Option 3 | Full Screen
The full screen option was the lowest common denominator across the board. All of our users were familiar enough with it, and it offered the opporunity to test the AI funectionality with real users quickly.
We ultimately chose a standalone AI experience that could gradually integrate more with the product over time. Two key factors led to this decision:
User Expectations
When AI tools first launched, users were hesitant to switch to an AI-driven experience because they didn’t fully understand the capabilities. Now, standalone AI products are commonplace, making users more comfortable with this approach.
Product Development Efficiency
Building and testing a well-functioning AI was already a significant lift for the team. A fully integrated AI experience would set user expectations higher than what we could deliver quickly. Keeping the AI in a separate location helped set clear expectations.
A Full Screen DataViz Agent
The first version of Sidekick was a standalong experience that and allowed users to connect to data, create and iterate on data visualizations, and add content to their Plotly Dashboards.
Code-first and UI-first users.
Plotly serves two primary user groups, each with distinct workflows:
Code-first users understood their visualizations best when looking at the code and making adjustments as they went - UI slowed them down.
UI-first users were used to traditional BI tools like Tableau and Power BI. They wanted the simplicity of a UI based experience but appreciated the ability to customize code when necessary.
Our AI functionality needed to support both user types seamlessly. To achieve this, I designed an experience where users could toggle between code and output, with the last-used mode persisting across sessions. This approach ensured familiarity and efficiency, whether users started from a code-driven or UI-driven workflow.
More Context Controls for Advanced Users
Some of our users wanted fine-grained control over exactly what the AI was using to inform it's response. This is called "context". Users needed to be informed about what sources the AI was referencing and have the ability to re-run a response with a different set of context.
I explored a few ways to communicate the context status to our users
The final version of context we decided on after user feedback was implicit context with progressive disclosure for users who wanted more information. We discovered context was being used more as "extra information" to see if something was off, rather than information users wanted available all the time. Context surfaced front and center led to overwhelm and distraction from the task at hand - not ideal.

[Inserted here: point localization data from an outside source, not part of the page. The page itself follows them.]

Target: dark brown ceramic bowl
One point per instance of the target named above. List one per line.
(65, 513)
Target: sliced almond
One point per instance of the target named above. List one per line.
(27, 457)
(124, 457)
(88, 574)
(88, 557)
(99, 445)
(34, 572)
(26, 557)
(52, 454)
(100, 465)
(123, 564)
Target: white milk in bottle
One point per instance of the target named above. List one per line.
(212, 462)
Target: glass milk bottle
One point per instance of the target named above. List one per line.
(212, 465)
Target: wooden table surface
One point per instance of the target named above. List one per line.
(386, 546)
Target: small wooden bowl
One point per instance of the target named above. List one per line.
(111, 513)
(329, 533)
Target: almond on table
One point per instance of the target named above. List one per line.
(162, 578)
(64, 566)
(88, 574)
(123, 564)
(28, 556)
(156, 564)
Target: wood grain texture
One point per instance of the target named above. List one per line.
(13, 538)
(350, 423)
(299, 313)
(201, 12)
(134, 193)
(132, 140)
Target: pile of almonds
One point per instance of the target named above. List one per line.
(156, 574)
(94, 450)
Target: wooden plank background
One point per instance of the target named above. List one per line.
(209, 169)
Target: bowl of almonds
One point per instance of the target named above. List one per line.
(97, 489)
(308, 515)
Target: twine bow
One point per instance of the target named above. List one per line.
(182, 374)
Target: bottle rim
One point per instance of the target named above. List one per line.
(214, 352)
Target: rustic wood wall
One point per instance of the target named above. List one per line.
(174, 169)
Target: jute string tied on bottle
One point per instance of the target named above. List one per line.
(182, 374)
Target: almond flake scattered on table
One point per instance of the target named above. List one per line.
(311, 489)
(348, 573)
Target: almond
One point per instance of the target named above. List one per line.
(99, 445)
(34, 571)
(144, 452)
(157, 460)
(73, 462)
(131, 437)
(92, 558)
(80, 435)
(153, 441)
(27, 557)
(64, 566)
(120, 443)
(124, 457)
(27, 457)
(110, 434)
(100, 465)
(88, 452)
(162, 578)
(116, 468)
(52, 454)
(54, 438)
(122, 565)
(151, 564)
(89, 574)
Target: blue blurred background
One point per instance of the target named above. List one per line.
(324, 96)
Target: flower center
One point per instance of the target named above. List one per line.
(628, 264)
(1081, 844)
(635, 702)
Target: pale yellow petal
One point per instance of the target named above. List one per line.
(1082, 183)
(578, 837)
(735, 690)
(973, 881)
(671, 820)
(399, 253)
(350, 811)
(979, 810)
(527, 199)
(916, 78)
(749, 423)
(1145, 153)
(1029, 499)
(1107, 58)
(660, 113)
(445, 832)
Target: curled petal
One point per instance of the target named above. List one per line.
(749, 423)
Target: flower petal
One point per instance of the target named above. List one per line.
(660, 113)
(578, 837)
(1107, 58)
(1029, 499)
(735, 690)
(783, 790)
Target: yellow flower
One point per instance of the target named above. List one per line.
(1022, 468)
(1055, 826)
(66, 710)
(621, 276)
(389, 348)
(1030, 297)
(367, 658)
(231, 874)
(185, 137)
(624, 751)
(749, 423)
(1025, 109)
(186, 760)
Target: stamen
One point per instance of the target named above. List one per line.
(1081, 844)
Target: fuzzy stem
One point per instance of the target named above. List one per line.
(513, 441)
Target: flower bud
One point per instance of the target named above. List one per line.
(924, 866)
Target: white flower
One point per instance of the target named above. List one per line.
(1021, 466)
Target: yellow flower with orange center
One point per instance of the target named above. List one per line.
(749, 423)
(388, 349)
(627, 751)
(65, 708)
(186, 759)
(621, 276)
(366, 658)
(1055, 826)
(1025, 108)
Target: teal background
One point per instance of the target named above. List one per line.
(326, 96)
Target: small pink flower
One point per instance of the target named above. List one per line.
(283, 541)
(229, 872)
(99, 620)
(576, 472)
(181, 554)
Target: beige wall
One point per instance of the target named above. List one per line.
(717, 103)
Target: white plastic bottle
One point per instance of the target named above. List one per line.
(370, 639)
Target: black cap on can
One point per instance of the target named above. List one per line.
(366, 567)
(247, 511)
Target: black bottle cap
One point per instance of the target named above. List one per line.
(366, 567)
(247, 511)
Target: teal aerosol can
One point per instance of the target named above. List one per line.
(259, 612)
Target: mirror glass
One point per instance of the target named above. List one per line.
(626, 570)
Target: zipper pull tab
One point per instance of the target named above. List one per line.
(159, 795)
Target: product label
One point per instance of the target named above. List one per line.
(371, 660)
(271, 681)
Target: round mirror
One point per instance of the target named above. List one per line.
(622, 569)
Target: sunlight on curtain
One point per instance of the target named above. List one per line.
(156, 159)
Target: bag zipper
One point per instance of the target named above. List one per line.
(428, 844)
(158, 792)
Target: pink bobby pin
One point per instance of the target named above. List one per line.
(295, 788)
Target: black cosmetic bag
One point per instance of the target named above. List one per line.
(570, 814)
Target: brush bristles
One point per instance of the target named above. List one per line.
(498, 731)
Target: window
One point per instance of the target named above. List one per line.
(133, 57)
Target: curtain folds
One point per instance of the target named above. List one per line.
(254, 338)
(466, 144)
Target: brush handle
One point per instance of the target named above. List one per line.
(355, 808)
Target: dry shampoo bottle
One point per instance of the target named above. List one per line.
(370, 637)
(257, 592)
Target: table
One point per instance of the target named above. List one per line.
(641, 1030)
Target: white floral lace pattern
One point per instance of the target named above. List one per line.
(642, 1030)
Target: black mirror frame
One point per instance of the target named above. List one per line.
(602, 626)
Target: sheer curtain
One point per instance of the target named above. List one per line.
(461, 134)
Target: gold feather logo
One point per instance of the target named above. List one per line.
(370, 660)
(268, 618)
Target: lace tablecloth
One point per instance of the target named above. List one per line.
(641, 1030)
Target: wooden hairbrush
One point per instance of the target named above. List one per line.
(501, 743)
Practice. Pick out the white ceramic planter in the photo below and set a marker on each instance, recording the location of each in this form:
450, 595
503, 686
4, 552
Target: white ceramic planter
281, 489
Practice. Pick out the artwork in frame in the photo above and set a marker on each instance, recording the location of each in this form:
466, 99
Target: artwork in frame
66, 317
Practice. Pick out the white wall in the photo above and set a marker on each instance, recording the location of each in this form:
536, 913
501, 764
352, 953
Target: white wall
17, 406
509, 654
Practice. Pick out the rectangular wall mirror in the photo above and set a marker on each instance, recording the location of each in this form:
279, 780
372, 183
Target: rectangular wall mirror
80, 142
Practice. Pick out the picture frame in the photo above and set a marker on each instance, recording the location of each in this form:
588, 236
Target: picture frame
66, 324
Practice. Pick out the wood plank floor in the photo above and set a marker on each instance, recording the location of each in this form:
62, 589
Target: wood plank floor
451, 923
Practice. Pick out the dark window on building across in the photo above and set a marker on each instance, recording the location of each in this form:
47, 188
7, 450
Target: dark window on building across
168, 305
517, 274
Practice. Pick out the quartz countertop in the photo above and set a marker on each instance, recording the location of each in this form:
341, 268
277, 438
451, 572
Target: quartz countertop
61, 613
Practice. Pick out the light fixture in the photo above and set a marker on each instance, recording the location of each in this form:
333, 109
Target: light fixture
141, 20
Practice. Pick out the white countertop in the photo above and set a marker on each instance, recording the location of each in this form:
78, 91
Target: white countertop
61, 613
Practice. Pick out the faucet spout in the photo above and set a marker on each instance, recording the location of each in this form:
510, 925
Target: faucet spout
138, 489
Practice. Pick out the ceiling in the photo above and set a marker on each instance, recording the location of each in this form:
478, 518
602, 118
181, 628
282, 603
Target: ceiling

Finally, our users needed to have control over the context given to the AI.
Reflections
Working on Plotly Sidekick taught me to balance perfection with rapid iteration in AI product design. With fewer established UI patterns in this emerging space, we had both challenges and freedom to innovate. The project highlighted that successful AI features require strong alignment between technical capabilities and user experience, especially when serving both our code-first and UI-first users. Our most effective approach was continuously adapting based on actual user feedback rather than theoretical assumptions about how people would use AI within a data visualization context.